First, let's join the relevant columns from both of these tables together. 

In [None]:
# First make sure the primary key columns are consistent for both tables. 
countryUpper = [c.upper() for c in newGovt2012.country]
len(countryUpper)
govt2012 = newGovt2012.assign(country_upper = countryUpper)


In [None]:
govt2012.head(10)
govt2012.shape

In [None]:
# Now, join by country name. 
joinedData = pandas.merge(govt2012, newEmissions, how='inner', left_on='country_upper', right_on='country')
joinedData.shape

An inner join was used in order to ensure that no values will be NaN in the newly formed table. Now that we've joined, we can filter out the columns which aren't relevant. 

In [None]:
joinedData = joinedData[['country_x', 'regime_nr', 'totalCO2emission']]
joinedData.shape
joinedData.head()

It looks like we haven't lost any rows, so all the data from the joined table for each of these columns should be present.  
Let's now do a groupby on government type. 

In [None]:
g = joinedData.groupby('regime_nr')
g.size()

The next step is to aggregate data for the groupby object we have generated. Let's first try taking the mean of the CO2 emissions for each of these columns. 

In [None]:
g.totalCO2emission.mean()

It looks like countries which have a single party government have a large mean of CO2 emissions. Perhaps this is because there are outlier countries, like China. Let's take the median, which is less prone to outliers, and see if our results differ. 

In [None]:
g.totalCO2emission.median()

In [None]:
joinedData[joinedData.regime_nr == 'Monarchy']
joinedData[joinedData.country_x == 'Iran']

Median results give more insight into what may be going on. Democracies, Monarchies, and Single Party states appear to emit more CO2 emissions than nations which have military governments or multiparty systems. However, based on the differences between the mean and median, Single Party states and Democracies contain a few outlier countries which emit a lot more CO2 than the rest.  
  
  Let's now visualize the results. 

In [None]:
joinedData.sort_values('totalCO2emission').plot.bar('country_x', 'totalCO2emission', figsize=(25,5))
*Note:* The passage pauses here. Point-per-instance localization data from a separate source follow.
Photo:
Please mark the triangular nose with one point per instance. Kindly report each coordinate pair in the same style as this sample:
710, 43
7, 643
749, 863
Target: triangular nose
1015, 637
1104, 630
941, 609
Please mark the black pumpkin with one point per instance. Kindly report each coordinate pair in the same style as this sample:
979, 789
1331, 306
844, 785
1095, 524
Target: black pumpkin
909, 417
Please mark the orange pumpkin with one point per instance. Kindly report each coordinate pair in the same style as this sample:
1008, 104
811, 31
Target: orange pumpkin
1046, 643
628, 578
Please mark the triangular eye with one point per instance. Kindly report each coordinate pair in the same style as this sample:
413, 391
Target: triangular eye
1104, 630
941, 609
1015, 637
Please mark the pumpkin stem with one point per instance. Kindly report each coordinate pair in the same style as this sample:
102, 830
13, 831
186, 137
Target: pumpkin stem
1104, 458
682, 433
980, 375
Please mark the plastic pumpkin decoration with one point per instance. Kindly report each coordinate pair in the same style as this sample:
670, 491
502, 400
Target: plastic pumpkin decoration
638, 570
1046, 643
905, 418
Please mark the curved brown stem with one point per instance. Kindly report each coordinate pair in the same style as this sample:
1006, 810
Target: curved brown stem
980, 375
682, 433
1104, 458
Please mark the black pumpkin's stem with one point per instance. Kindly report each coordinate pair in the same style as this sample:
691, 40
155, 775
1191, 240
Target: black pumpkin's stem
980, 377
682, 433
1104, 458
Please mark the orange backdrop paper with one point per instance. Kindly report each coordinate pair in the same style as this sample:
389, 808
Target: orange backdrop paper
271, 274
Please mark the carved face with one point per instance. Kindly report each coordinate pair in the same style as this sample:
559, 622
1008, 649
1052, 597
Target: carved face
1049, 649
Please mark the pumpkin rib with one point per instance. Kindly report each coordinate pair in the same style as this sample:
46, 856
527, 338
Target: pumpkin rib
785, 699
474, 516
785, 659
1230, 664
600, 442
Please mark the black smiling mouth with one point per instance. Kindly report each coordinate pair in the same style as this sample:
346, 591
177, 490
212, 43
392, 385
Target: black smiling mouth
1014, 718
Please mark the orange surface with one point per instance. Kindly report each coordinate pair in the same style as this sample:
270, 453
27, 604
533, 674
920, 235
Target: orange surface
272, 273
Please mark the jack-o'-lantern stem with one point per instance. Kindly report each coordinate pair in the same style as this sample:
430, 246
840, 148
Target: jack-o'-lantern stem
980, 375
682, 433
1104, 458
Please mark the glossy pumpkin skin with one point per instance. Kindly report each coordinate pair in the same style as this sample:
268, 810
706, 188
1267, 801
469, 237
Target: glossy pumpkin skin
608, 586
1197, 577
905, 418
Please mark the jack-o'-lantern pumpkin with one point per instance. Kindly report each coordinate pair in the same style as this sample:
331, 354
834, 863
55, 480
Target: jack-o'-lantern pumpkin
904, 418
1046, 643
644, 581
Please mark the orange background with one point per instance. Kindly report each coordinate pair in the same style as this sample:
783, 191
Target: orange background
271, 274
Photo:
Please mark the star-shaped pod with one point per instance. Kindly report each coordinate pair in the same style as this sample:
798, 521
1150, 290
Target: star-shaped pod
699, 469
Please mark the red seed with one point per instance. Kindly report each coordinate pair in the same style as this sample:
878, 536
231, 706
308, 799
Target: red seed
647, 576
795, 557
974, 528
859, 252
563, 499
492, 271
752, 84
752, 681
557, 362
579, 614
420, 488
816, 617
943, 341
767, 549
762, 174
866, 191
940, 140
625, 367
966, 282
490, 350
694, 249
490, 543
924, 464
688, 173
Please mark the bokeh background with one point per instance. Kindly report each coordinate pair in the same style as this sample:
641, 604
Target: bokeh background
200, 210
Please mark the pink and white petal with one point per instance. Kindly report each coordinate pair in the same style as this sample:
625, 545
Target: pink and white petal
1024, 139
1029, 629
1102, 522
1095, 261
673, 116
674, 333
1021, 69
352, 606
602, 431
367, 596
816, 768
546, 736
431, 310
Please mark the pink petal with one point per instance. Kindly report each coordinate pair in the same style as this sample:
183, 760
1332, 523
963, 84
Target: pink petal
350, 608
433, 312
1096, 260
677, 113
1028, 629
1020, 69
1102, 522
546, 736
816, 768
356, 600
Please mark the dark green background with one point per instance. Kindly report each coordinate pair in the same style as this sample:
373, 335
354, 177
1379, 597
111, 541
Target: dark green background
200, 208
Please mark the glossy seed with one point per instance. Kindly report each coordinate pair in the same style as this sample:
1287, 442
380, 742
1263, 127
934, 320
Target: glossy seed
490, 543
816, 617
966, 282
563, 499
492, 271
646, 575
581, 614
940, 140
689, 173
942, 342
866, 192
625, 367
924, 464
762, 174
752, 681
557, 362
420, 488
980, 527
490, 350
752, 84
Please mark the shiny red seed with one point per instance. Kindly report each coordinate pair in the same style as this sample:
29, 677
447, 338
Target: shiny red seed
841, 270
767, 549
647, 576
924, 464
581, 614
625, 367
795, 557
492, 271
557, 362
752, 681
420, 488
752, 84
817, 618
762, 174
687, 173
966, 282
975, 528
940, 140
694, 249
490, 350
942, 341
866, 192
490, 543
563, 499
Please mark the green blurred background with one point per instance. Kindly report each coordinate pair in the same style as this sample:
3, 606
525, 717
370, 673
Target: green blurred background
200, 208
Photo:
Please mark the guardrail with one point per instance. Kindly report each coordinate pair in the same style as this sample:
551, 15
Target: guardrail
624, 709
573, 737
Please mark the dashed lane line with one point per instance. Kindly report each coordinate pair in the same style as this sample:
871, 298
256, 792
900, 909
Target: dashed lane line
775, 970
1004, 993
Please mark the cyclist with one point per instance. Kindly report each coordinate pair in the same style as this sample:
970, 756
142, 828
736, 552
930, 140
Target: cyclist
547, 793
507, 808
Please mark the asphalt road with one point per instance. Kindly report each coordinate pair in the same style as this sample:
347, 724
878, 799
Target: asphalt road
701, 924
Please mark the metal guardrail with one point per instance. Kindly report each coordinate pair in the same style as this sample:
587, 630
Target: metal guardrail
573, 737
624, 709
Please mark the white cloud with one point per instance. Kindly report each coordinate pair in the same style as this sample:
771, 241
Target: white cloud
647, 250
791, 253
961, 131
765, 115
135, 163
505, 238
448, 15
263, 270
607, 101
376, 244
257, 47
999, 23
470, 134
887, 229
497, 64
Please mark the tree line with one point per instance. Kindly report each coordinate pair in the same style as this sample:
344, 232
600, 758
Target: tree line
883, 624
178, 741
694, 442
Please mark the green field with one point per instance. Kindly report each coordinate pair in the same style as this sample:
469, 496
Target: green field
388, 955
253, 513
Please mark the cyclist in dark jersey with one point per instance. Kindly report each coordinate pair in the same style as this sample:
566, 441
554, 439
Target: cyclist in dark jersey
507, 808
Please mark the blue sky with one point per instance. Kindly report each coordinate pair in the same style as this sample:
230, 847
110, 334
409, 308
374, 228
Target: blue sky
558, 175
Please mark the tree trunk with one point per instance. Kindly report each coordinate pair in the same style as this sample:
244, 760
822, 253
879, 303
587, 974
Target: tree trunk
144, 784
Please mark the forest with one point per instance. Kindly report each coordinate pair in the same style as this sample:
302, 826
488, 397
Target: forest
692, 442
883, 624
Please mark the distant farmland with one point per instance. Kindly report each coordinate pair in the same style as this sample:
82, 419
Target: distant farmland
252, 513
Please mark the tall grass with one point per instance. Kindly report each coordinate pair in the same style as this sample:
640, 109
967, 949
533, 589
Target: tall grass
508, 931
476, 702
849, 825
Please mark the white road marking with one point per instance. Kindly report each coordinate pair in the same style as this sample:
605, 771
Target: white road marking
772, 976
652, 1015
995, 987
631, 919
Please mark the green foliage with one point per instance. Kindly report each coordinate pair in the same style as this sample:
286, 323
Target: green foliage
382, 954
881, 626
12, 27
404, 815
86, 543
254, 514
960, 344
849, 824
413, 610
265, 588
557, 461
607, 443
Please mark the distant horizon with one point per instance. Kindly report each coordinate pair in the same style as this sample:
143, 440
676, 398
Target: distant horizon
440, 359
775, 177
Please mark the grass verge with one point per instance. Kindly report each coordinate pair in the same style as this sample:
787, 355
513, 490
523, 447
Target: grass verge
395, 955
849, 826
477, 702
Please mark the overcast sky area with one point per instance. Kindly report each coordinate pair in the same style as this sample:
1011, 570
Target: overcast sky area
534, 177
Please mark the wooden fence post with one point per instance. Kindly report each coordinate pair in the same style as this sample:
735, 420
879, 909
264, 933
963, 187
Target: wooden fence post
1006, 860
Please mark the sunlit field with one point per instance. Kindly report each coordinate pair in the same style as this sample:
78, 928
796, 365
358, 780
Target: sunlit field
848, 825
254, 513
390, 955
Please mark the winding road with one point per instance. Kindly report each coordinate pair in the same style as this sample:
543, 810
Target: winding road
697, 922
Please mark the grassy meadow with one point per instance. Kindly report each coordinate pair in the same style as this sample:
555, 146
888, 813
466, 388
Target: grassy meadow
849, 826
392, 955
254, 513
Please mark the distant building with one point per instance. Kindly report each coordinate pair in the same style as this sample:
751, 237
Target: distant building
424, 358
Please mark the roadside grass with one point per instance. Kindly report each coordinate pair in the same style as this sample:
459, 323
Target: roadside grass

Due to the large number of countries, let's focus on the countries which are major emitters. 

In [None]:
majorEmitters = joinedData[joinedData.totalCO2emission > 20000]
majorEmitters.shape

In [None]:
majorEmitters.sort_values('totalCO2emission', ascending=False).plot('country_x', 'totalCO2emission', 
                                                                    kind='bar', figsize=(20,5))

As predicted, a few countries which emit a lot of CO2, like China and the United States, impact the mean for Single Party systems and Democracies significantly. 

## Conclusion: 


Of the five types of governmental systems in the Stanford dataset, it appears that democracies, single party states, and monarchies emit more CO2 into the atmosphere than military states and multi-party systems. However, as seen from the bar graph, a few countries emit substantially more CO2 than the vast majority of other nations. These include China, The United States, and India. In fact, China emits about 2x as much CO2 as the US, which in turn emits more than 2x as much CO2 as India. Countries like China and the United States are responsible for drastically increasing the mean number of emissions of their respective government type. 

One limitation of this analysis is that a specific government type may be significantly impacted by one or two countries. For example, if China was removed from this analysis, then the emissions of Single Party states would be substantially lower. Therefore, the aggregation step is outlier-prone, especially when aggregating by mean. 

A logical next step from this analysis would be to analyze which of the nations that are major emitters of CO2 are world powers. Moreover, it may be more valuable to group countries by other criteria, like whether a given nation is developed, developing, or underdeveloped. Another approach, for which we have already conducted some analysis, would be to classify countries by their economic status.